Seni Beluk pada awalnya lahir dari masyarakat peladang, atau huma yang saling berkomunikasi untuk menyatakan ada di dalam saung yang berjauhan, mereka saling celuk “panggil” atau ngagorowok “berteriak” dan bersahutan. Perkembangnya seni Beluk yakni setelah mendapat pengaruh lagu-lagu pupuh dari Mataram. Enip Sukanda (1983-1984: 18) menuturkan bahwa Wiratanu I atau dikenal Dalem Cikundul merupakan leluhur Cianjur yang berasal dari Talaga Majalengka anak dari Wangsagoparana salah seorang tokoh penyebaran agama Islam di Jawa Barat. Wiratanu I hidup di lingkungan keraton dan menjadi mantu Sultan Sepuh Cirebon yang bersatu dengan orang Mataram. Dia datang ke daerah Cimapog Cianjur pada akhir atau awal tahun 1678 atas perintah Sultan Sepuh Cirebon dan beserta rombongannya tinggal di lahan pertanian. Menjelang istirahat atau selesai bekerja mereka menghibur diri sebagai penghilang rasa takut karena masih banyak binatang buas, mereka melakukan Beluk atau membaca wawacan dilagukan. Hal tersebut sejalan dengan pendapat Koentjaraningrat (1987: 23), bahwa di dalam bahasa Sunda terdapat kesusatraan tertua yakni ceritera-ceritera pantun. Pada zaman pantun dikenal zaman wayang dan wawacan-wawacan sebagai pengaruh Mataram Islam, setelah jatuhnya Pajajaran. Ceritera-ceritera wawacan dalam bahasa Sunda banyak diambil dari ceritera-ceritera Islam. Dahulu wawacan itu sering dinyanyikan, dan disebut Beluk. Karena itu, seni Beluk tumbuh setelah masuknya tembang wawacan. Mereka memanfaatkan pupuh sebagai sumber rumpaka sekaligus dijadikan sebagai sumber kreativitas seni yang kemudian berkembang menjadi seni Beluk.

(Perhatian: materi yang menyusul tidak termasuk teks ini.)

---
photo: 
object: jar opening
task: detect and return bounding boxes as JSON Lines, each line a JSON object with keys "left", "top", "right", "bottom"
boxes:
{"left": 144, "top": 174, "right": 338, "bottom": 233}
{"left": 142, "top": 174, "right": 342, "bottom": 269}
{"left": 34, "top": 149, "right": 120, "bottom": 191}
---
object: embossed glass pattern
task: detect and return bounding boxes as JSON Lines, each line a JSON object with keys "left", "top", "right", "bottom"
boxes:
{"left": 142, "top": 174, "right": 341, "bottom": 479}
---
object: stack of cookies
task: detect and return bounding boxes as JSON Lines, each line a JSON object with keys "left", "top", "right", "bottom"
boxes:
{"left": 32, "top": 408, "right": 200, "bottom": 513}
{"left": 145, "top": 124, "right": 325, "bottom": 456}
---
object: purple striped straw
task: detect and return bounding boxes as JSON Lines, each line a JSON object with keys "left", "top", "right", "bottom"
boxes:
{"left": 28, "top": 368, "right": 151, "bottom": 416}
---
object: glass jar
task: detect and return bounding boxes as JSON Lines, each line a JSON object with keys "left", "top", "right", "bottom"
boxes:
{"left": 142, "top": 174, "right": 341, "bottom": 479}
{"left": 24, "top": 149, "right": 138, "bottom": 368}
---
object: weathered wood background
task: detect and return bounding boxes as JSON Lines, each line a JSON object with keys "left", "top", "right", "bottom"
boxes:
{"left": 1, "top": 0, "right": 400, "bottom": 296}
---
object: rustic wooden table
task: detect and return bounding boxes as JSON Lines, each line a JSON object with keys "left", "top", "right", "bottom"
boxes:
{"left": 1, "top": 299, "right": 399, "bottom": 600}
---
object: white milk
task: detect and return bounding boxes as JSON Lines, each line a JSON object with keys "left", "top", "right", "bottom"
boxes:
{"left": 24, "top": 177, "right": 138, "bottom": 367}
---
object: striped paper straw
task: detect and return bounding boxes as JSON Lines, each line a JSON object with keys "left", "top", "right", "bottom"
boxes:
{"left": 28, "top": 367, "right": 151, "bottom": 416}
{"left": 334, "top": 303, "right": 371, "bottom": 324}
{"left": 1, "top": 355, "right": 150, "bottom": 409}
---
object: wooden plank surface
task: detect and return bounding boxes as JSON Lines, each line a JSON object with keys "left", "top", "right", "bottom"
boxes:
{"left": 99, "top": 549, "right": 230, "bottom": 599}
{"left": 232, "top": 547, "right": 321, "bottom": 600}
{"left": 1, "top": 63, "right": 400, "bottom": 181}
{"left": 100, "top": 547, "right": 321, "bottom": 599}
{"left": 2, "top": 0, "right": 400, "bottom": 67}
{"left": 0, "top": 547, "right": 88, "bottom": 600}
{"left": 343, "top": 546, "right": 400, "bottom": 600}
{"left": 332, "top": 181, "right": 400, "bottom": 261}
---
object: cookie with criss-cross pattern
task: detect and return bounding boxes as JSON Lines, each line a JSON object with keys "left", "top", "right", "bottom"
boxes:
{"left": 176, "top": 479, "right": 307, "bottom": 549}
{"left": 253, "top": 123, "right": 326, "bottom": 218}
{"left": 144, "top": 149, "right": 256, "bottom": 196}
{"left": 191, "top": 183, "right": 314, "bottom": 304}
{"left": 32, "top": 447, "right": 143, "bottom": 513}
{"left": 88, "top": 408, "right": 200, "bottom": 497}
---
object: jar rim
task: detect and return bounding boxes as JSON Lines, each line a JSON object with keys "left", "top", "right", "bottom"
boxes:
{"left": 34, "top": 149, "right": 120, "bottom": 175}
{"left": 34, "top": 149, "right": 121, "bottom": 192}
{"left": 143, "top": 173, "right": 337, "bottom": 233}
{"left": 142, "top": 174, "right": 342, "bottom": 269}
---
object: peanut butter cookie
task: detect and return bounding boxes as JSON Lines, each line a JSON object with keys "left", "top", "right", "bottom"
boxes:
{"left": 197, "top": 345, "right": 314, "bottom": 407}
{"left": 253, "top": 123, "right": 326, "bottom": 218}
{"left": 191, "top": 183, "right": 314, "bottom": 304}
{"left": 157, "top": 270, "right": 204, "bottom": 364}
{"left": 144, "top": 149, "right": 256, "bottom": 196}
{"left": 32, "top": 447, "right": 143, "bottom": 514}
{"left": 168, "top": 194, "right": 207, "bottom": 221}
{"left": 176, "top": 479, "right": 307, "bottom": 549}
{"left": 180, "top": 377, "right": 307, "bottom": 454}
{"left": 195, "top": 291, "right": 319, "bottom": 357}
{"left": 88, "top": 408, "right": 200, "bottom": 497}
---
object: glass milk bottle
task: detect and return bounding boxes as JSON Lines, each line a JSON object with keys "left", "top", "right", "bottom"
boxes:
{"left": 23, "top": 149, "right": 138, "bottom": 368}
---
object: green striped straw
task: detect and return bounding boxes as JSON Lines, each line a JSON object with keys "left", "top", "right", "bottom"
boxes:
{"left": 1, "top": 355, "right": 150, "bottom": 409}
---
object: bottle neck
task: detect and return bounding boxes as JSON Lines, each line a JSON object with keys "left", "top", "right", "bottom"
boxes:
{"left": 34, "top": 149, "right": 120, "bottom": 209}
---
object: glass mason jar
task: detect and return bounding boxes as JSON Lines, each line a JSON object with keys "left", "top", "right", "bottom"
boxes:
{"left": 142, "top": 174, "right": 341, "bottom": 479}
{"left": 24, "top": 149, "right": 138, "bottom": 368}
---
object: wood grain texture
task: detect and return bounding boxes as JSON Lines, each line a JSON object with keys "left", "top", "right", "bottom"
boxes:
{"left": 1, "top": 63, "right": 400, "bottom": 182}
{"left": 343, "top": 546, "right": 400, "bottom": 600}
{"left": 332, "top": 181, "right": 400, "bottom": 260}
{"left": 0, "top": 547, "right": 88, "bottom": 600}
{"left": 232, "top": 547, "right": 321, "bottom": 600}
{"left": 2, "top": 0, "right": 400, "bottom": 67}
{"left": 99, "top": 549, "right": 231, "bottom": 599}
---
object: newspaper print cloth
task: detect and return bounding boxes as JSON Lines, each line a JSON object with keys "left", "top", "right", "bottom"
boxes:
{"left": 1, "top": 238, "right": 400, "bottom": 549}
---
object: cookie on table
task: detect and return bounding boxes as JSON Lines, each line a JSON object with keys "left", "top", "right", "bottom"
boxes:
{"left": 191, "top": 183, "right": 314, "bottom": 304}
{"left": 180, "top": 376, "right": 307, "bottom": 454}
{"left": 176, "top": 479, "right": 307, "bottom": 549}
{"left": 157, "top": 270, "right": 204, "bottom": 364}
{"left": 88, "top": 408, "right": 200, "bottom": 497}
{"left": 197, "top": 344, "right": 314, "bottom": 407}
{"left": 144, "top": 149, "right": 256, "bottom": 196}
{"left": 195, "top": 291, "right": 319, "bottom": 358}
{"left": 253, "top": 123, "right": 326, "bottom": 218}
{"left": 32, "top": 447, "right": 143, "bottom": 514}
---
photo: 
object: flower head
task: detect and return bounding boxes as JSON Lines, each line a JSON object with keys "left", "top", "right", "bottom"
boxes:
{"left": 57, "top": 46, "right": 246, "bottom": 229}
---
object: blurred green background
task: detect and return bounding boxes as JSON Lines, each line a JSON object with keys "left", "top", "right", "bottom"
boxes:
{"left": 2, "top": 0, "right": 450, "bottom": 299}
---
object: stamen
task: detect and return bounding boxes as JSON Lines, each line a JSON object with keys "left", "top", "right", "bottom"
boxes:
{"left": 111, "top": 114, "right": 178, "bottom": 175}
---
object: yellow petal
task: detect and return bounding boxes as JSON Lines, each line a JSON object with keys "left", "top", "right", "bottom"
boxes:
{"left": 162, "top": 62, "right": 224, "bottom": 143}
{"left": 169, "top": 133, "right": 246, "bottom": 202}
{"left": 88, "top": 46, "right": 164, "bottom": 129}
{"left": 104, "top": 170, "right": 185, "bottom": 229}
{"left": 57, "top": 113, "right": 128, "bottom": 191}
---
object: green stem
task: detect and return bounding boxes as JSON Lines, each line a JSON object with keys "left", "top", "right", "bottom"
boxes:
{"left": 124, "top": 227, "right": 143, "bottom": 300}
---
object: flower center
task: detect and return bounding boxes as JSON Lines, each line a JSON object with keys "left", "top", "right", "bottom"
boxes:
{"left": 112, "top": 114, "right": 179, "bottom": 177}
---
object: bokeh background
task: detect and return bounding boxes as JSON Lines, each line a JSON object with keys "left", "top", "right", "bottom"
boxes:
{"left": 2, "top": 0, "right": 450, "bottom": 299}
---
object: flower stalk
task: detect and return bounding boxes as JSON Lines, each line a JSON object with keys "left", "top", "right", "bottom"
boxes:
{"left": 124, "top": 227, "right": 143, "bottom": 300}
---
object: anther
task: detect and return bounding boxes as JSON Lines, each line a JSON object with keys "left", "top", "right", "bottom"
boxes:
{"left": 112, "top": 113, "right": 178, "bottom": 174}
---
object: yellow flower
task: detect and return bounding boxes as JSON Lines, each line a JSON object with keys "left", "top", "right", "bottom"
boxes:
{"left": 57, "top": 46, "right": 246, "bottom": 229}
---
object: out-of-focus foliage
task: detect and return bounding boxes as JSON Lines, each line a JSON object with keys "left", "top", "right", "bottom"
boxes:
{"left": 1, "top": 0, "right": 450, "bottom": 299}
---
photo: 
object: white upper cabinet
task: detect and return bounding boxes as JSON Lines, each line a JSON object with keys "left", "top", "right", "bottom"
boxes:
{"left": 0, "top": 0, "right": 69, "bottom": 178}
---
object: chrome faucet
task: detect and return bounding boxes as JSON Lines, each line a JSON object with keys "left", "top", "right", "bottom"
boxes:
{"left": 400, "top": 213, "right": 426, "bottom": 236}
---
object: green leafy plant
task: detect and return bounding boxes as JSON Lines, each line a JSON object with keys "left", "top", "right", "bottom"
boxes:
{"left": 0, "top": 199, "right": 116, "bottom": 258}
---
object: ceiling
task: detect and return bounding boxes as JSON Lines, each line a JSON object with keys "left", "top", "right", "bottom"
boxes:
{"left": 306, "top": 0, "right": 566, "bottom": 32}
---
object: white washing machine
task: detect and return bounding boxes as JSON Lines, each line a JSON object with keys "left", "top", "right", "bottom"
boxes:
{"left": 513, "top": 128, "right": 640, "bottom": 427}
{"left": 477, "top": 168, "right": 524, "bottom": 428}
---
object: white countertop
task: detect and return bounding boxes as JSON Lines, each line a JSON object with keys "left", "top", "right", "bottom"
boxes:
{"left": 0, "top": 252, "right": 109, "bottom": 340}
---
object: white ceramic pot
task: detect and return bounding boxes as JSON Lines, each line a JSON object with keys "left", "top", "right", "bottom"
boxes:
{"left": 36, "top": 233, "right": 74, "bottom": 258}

Kesenian Beluk dapat dikatakan salah satu kesenian buhun yang masih ada di Kampung Cikondang.


Acara syukuran 40 hari setelah kelahiran bayi
(Dok. BPNB Jabar, 2020)

Beluk dapat diartikan suara dieluk-eluk, seorang pemain Beluk dengan suara keras dan panjang. Kesenian Beluk tergolong pada jenis seni suara dengan menggunakan nada-nada tinggi, tanpa menggunakan waditra. Ciri khas tersebut memberikan warna lain dari vokal yang sering dibawakan oleh seni sinden atau seni yang lebih mengutamakan vokal lainnya, baik itu dalam bentuk penyajiannya maupun dalam olah vokal yang dipergunakan. Kesenian Beluk juga termasuk seni sastra jenis wawacan yang diartikan dari singkatan wawaran ka nu acan (memberitahu kepada yang belum mengetahui), yang disuguhkan tanpa panggung pada acara seperti keperluan ritual atau upacara adat yang umumnya dilaksanakan ketika “ngayun” (acara syukuran 40 hari setelah kelahiran bayi) dengan cara memaparkan atau menceritakan cerita pada wawacan. Tujuan dan harapannya adalah agar setiap anak manusia yang lahir bisa menempuh perjalan hidupnya di dunia dengan baik, bahagia, dan selamat sampai akhir nanti.